Le décor lui-même donnait le ton : une boîte de verre géante surplombant les bassins des Tuileries, où les mannequins déambulaient sur des nénuphars flottants, baignés par une lumière naturelle évoquant les peintures impressionnistes.
1. La Veste Bar Réinventée
Pièce maîtresse de l’héritage Dior, la veste Bar subit une métamorphose radicale :
- Volumes explosifs : Elle s’évase de manière dramatique à la taille, portée sur des jeans larges.
- Déconstruction : On la retrouve shrunken (rétrécie), allongée jusqu’à devenir manteau, ou même transformée en cardigan sans col.
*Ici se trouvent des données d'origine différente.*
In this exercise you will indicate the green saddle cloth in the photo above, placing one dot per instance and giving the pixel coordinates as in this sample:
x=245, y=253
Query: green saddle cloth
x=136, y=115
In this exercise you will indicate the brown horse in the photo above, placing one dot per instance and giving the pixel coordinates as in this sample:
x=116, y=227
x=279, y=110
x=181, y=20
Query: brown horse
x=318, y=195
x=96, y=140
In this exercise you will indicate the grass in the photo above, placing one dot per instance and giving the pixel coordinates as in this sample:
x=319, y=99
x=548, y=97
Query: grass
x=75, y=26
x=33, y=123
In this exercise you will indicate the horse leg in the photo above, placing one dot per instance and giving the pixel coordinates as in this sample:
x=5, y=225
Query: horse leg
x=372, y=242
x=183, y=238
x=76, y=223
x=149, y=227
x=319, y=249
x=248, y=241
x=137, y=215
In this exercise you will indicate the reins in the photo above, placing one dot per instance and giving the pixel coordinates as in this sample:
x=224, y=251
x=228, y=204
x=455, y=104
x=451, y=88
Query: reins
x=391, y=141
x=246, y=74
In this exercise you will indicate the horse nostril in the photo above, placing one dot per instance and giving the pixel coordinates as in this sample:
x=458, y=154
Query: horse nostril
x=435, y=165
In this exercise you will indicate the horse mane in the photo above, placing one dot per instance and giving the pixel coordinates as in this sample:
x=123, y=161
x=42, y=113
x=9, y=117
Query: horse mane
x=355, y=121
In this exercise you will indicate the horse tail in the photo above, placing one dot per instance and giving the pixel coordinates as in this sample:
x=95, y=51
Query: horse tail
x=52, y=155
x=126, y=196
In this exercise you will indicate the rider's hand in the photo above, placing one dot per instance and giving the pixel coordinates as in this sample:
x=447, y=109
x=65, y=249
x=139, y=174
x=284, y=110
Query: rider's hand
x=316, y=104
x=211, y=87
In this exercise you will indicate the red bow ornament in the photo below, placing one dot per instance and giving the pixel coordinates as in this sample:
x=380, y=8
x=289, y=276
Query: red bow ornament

- Hybridité : Elle flirte avec le vestiaire masculin, s’associant à des pantalons de costume à boutons pression façon « track pants ».
2. Le « Denim Couture »
Le denim n’est plus une pièce décontractée, il devient noble. Anderson l’utilise pour des jupes corolles qui s’ouvrent comme des pétales de fleurs, ou le parsème de cristaux et de broderies précieuses. C’est le nouveau luxe : une silhouette sophistiquée dans une matière utilitaire.
3. Flou Artistique et Transgressions
La collection joue sur les contrastes entre le formel et l’intime :
- Le jeu du « Dress/Undress » : Des chemises à col lavallière et des gilets de costume croisent des pièces évoquant les sous-vêtements (caleçons longs portés en guise de pantalons).
- Matières sensorielles : Velours chatoyants, tweeds de Donegal et brocarts se mélangent aux parkas techniques et aux bombers-capes.